By choosing seeds from a plant that pleases him, the breeder may be able, under given conditions, to produce numbers of plants with more or less of the desired qualities; from the best of these, he may again choose; and so on until the race becomes greatly improved (Figs. 5, 6, 7). This process of continuously choosing the most suitable plants is known as =selection=. A somewhat similar process proceeds in wild nature, and it is then known as =natural selection=.

[Illustration: FIG. 6.--FLAX BREEDING.

_A_ is a plant grown for seed production; _B_, for fiber production. Why?]

[Illustration: FIG. 7.--BREEDING.

_A_, effect from breeding from smallest grains (after four years), average head; _B_, result from breeding from the plumpest and heaviest grains (after four years), average head.]

SUGGESTIONS.--=6.= Every pupil should undertake at least one simple experiment in selection of seed.

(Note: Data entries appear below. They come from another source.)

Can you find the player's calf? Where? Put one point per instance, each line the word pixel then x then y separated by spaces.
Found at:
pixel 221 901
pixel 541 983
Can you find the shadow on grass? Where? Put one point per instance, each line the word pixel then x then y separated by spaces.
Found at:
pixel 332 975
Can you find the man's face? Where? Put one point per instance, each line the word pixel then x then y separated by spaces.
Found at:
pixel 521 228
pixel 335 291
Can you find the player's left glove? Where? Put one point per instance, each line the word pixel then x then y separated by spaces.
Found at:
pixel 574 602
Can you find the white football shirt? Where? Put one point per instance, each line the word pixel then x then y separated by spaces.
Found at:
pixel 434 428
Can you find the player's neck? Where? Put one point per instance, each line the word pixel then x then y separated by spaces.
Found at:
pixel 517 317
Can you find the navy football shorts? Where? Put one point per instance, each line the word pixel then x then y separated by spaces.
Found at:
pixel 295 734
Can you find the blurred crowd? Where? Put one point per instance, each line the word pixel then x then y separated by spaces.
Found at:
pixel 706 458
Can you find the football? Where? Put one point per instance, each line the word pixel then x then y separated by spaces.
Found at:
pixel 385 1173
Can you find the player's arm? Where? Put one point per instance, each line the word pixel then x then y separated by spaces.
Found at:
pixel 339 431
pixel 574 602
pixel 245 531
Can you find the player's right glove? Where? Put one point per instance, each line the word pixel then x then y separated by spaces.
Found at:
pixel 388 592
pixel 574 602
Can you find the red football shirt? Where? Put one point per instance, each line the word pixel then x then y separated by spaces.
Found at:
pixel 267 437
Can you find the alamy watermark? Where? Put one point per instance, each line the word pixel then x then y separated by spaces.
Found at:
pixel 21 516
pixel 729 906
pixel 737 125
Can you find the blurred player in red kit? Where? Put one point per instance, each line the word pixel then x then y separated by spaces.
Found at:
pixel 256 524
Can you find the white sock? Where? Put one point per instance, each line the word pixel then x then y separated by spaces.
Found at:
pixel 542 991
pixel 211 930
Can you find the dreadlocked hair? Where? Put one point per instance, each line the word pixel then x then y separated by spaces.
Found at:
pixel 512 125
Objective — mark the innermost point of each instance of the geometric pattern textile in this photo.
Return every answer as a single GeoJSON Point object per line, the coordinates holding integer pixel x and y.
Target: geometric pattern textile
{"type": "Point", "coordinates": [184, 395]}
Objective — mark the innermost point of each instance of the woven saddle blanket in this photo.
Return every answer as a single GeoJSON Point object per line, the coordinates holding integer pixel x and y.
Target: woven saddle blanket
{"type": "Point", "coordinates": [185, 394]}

He may select kernels from the best plant of corn in the field, and also from the poorest plant,--having reference not so much to mere incidental size and vigor of the plants that may be due to accidental conditions in the field, as to the apparently constitutional strength and size, number of ears, size of ears, perfectness of ears and kernels, habit of the plant as to suckering, and the like. The seeds may be saved and sown the next year. Every crop can no doubt be very greatly improved by a careful process of selection extending over a series of years. Crops are increased in yield or efficiency in three ways: better general care; enriching the land in which they grow; attention to breeding.